TERMS:                Under terms of the agreement, Enron will sell
                      PGE to Sierra Pacific for $2.1 billion, comprised of
                      $2.02 billion in cash and the assumption of Enron's
                      approximately $80 million merger payment obligation.
                      Sierra Pacific will also assume $1.0 billion in PGE
                      debt and preferred stock.

ACCRETION:            The company expects the transaction to be
                      accretive to earnings per share in the first year.

ACCOUNTING TREATMENT: The transaction will be accounted for as a purchase.
                      Sierra Pacific Resources anticipates goodwill
                      amortization from this transaction of approximately $28
                      million annually for 40 years.

SOURCE OF FUNDING:    At closing, the transaction will be financed through a
                      bank loan. Ultimately, the transaction will be financed
                      with the proceeds from the sale of Sierra Pacific's
                      Nevada generation assets (expected on or before the close
                      of the transaction) and the issuance of debt and equity
                      and internal cash flow.
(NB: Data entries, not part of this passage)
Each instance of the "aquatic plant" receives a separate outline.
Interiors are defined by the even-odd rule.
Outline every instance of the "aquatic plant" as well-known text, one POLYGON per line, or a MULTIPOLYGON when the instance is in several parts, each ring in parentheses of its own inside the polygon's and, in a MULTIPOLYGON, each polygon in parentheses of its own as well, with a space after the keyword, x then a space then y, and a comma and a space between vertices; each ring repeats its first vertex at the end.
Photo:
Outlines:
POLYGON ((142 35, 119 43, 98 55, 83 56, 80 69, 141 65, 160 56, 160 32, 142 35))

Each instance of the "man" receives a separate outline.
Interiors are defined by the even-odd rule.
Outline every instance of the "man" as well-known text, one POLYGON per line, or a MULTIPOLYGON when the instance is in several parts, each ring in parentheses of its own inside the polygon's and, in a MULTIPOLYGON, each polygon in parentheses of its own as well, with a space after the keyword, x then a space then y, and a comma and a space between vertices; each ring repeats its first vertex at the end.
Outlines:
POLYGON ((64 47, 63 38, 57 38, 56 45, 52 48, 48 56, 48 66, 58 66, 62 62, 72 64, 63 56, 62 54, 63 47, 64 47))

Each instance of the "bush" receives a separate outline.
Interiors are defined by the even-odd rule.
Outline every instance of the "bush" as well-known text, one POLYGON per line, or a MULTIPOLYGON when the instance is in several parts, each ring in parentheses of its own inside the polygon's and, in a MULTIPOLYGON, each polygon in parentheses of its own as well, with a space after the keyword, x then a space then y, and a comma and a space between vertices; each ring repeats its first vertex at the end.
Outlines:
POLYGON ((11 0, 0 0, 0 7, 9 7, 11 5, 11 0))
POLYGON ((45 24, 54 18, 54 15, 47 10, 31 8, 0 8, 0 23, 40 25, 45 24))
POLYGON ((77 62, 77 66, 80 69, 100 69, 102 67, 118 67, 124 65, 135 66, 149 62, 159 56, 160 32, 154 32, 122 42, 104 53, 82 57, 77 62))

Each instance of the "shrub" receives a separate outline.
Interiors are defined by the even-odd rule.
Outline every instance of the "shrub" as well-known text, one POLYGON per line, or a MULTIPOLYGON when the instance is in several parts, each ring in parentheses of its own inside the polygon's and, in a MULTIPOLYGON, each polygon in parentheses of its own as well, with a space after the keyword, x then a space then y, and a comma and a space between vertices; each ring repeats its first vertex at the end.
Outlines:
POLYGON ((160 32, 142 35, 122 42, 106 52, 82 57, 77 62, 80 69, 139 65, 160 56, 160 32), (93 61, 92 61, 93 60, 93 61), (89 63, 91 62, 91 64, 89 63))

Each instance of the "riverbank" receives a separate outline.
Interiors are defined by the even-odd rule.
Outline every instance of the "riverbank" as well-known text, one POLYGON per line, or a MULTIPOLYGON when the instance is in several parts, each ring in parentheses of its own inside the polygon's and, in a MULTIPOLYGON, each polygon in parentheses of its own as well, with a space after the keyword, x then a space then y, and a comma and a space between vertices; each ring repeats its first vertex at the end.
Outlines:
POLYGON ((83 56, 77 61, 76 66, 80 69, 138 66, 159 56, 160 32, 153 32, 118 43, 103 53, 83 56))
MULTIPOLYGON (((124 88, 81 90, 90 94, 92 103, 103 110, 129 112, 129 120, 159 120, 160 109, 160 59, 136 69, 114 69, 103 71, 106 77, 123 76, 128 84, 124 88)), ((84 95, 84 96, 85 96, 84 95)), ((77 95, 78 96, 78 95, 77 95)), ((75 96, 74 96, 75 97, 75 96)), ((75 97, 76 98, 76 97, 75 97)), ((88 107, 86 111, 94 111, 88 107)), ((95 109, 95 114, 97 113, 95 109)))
TIMING OF CLOSE:      In the second half of 2000.


SIERRA PACIFIC RESOURCES
TRANSACTION FACT SHEET


APPROVAL PROCESS:             -- Securities and Exchange Commission (SEC)
                              -- Federal Energy Regulatory Commission
                              -- Nuclear Regulatory Commission
                              -- Oregon Public Utility Commission

                              Sierra Pacific intends to register with the
                              SEC as a public utility holding company under
                              the Public Utility Holding Company Act, which
                              requires the consent of the Public Utilities
                              Commission of Nevada.

                              The transaction is not subject to shareholder
                              approval by Sierra Pacific Resources or Enron
                              Corp.

COST SAVINGS:                 Sierra Pacific anticipates opportunities
                              for savings as a result of the combination from,
                              among other things, reduced administrative and
                              overhead costs, greater efficiencies in
                              operations and business processes, and increased
                              purchasing efficiencies. Cost savings
                              opportunities are expected to be in line with the
                              savings achieved in other utility combinations.

WORKFORCE IMPACT:             The combined company does expect to realize
                              efficiencies as a result of the transaction.
                              However, because of the growth in both companies,
                              previous downsizings, natural attrition and
                              existing vacancies, it is difficult to project
                              future staffing levels.

MANAGEMENT:                   Michael Niggli will remain chairman and
                              chief executive officer of Sierra Pacific
                              Resources. At closing, Ken Harrison will resign
                              as CEO of PGE, but will continue as chairman of
                              Enron Communications and as a member of Enron's
                              board of directors. Both Malyn Malquist and Peggy
                              Fowler have been asked to stay in their current
                              positions.

STRUCTURE:                    Portland General will become a wholly owned
                              subsidiary of Sierra Pacific Resources.

ADVISORS:                     Salomon Smith Barney acted as financial advisor
                              and Skadden, Arps, Slate, Meagher & Flom LLP
                              acted as legal counsel to Sierra Pacific.

HEADQUARTERS:                 The holding company, Sierra Pacific Resources,
                              will be headquartered in Reno, NV.